I think we, as parents, have moments when it sinks in that one door has closed. If a lot of happiness was behind that door, you feel sad. Just remember, there will be lots of happiness ahead also. You just can’t see it yet.

🤗
Anonymous
It's fine to be a bit sad, but try to keep it in perspective and recognize it's a happy-sad, or a grateful-sad. This isn't a sad milestone. Your adult child has made a healthy, positive life for themself.

Then try to go out and create some new focal points in your own life. Do not live your life based on the crumbs of your child's life.
Anonymous
It’s definitely bittersweet!

Sounds like he’s on his way to a great next chapter. congrats and hugs to you, Mom!
Anonymous
Anonymous wrote:Much worse when they are useless and won’t move out!

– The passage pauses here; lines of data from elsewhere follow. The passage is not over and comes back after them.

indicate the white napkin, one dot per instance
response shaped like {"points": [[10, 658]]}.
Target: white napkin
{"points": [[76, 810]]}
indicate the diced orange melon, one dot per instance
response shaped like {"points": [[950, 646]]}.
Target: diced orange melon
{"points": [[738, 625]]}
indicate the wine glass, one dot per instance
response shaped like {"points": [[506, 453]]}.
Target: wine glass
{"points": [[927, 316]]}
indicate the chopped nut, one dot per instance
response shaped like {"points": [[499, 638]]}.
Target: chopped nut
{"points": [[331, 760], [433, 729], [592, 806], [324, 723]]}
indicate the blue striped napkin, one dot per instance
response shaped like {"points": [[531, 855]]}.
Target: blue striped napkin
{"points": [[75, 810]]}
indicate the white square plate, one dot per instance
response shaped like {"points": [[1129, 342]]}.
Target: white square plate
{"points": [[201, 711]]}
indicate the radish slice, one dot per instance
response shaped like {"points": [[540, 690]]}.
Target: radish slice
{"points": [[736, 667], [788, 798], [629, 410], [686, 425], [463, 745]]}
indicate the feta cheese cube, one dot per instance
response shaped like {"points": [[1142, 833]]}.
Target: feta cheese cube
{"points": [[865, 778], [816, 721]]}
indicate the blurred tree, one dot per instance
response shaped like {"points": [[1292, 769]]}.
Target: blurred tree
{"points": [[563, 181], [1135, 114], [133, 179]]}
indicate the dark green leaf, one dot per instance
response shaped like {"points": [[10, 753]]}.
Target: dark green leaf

Cheers!


This! 😆
Anonymous
I don't know if this will be helpful for you, but I recently read that it is our responsibility as parents to cultivate our relationships with our adult children.

It sounds like you already have a strong connection with you son, but now it is evolving. It can be great in the future - it's not over, just a chapter is over (and it is appropriate to reflect and feel that deeply).

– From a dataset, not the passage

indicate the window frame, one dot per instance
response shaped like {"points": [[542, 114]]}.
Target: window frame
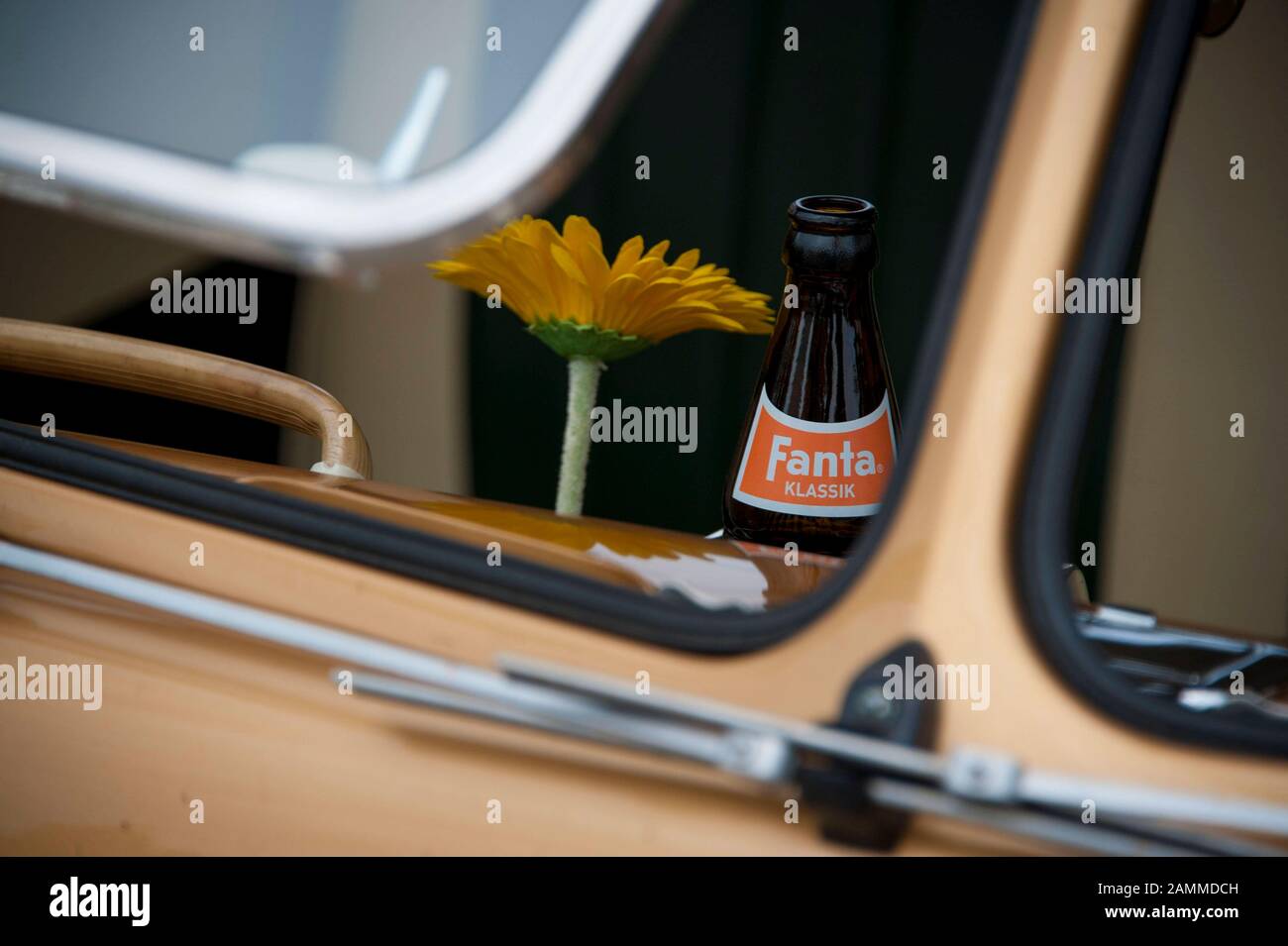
{"points": [[673, 623], [1042, 524]]}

Ask yourself, what can I do for myself today? And look forward to continuing your strong relationship with your adult child and his soon-to-be wife.
Anonymous
Congrats on raising a mature son who has their shit together!! Buying a house and being engaged at 24 is unusual now a days!

Do you have a dog? I truly don't know what I would do without my cutie. She brings joy and comfort to all

So exciting to have a wedding and housewarming on the horizon. Maybe grandkids soon!! Then you'll be able to fill lots of time by being a helpful and kind mother-in-law/grandmom. If you haven't already, I would recommend really focusing on building a relationship with your soon to be daughter-in-law. And don't forget to not act like an invalid who can't travel or plan outings, etc. So bizarre how so many women just shut down and age rapidly, turning into selfish martyrs because their little boys are building their own lives. Let them have their independence, but still think of them (I'll drop off dinner for them if I know they have had a long week, for example, or I'll buy tickets and coordinate for us to go to a show or concert or similar).
Anonymous
Anonymous wrote:
Anonymous wrote:
Anonymous wrote:Make sure you cry in private. I have an emotionally unregulated mother and it's always been awkward and cringey. This has pushed me away. It's fine to be sad though, we all are at important junctures in life. Just be happy and cheerful in front of him.

This is ridiculous. It is fine for a parent to cry a little and for an AC to know that their parent is both happy and sad. As long as you’re not hysterical or putting a guilt trip on them it’s fine. He’s a 24 year old young man who should be capable of understanding that transitions can have some pain. Mom and Dad have had him at home which has allowed him to save money instead of renting. This sounds like a nice, normal family with healthy relationships. Stop trying to make mothers be Doris Day.


Cry a little = fine. Cry every time you see them = not fine. See, not difficult. [/quote

Maybe you should take a little emotion from your mom instead of coming across and a frosty bi---- when someone tries to give you a different perspective.